Ciekawostką jest możliwość aktywowania opcji która automatycznie aktywuje ekran po podniesieniu nadgarstka celem odczytania jego wskazań, nie działa to jednak zbyt rewelacyjnie.
Aplikacja
Z poziomu aplikacji mamy możliwość zdefiniowania rownież podstawowych powiadomień które przesyłane są do opaski. Możemy otrzymać notyfikacje o przychodzącym połączeniu oraz nowej wiadomości. Aplikacja umożliwia więcej integracji, jednakże osobiście nie używam żadnej z pozostałych aplikacji. W momencie kiedy otrzymujemy wiadomość na ekranie opaski wyświetlana jest koperta oraz uruchamiana jest dyskretna wibracja. Nie otrzymujemy żadnej informacji o nadawcy ani treści wiadomości.

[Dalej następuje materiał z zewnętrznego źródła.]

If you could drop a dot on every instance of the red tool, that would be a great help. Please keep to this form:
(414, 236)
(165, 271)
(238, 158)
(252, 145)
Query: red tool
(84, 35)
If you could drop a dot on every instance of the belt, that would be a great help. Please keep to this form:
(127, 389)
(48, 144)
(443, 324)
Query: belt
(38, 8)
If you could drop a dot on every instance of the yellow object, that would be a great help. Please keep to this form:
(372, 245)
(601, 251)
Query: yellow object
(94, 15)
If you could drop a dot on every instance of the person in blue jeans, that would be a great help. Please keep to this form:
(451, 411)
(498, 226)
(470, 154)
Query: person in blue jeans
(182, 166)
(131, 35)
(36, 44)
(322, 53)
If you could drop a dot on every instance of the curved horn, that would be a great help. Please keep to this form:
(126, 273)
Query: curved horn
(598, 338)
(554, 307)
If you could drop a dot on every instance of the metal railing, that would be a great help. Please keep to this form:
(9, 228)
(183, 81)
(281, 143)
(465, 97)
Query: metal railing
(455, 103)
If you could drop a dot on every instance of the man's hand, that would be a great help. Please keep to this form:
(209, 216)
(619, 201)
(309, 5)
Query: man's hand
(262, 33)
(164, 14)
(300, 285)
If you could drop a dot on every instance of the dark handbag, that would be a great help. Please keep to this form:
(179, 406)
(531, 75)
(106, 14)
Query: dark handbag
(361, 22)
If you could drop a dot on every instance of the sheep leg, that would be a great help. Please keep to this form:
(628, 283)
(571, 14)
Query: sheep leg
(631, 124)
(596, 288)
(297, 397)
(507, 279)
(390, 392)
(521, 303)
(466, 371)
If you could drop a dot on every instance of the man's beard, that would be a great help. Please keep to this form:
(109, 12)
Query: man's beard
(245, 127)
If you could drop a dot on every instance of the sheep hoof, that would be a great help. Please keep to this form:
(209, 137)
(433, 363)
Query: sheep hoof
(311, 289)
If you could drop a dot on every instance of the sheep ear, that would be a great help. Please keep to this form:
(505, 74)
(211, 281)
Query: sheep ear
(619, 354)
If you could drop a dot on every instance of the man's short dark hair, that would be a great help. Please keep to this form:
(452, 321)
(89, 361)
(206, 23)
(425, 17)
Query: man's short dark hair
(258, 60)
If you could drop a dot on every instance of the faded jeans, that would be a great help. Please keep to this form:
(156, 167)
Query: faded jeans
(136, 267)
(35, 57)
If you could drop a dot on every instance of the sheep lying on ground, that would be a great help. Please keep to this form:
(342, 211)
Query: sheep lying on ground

Jeśli chodzi o samą dokładność pomiaru kroków oraz pulsu – mam wrażenie, ze MiBand tradycyjnie zawyża ilośc kroków które przebywam, dodatkowo dość sporo ich dodaje podczas jazdy np. samochodem. Osobiście wychodzę jednak z założenia, że ilośc kroków traktuję bardziej referencyjne i staram się utrzymać ogólny trend i dzienną ilośc ruchu (nawet jeśli pomiar jest błędny to błąd ten jest dość stały ), w końcu kosztuje to kilkanaście dolarów
Bateria
Jeśli chodzi o baterie – nie potrafię jeszcze powiedzieć dokładnie jaką ilośc czasu jest ona przepracować, przez 5 dni jakie miałem przyjemność nosić ją na ręce z włączonymi wszystkimi możliwymi opcjami – poziom baterii spadł z 57 do 41%. Jest więc zupełnie OK.
Podsumowanie
Podsumowując, najnowsze urządzenie Xiaomi to świetny produkt dla osób które nie oczekują medycznej ale chciałby posiadać pewną wiedzę na temat podstawowych informacji o swojej aktywności. A przy okazji, jest to niemalże najtańsze urządzenie na rynku, o praktycznie pełnym wachlarzu możliwości.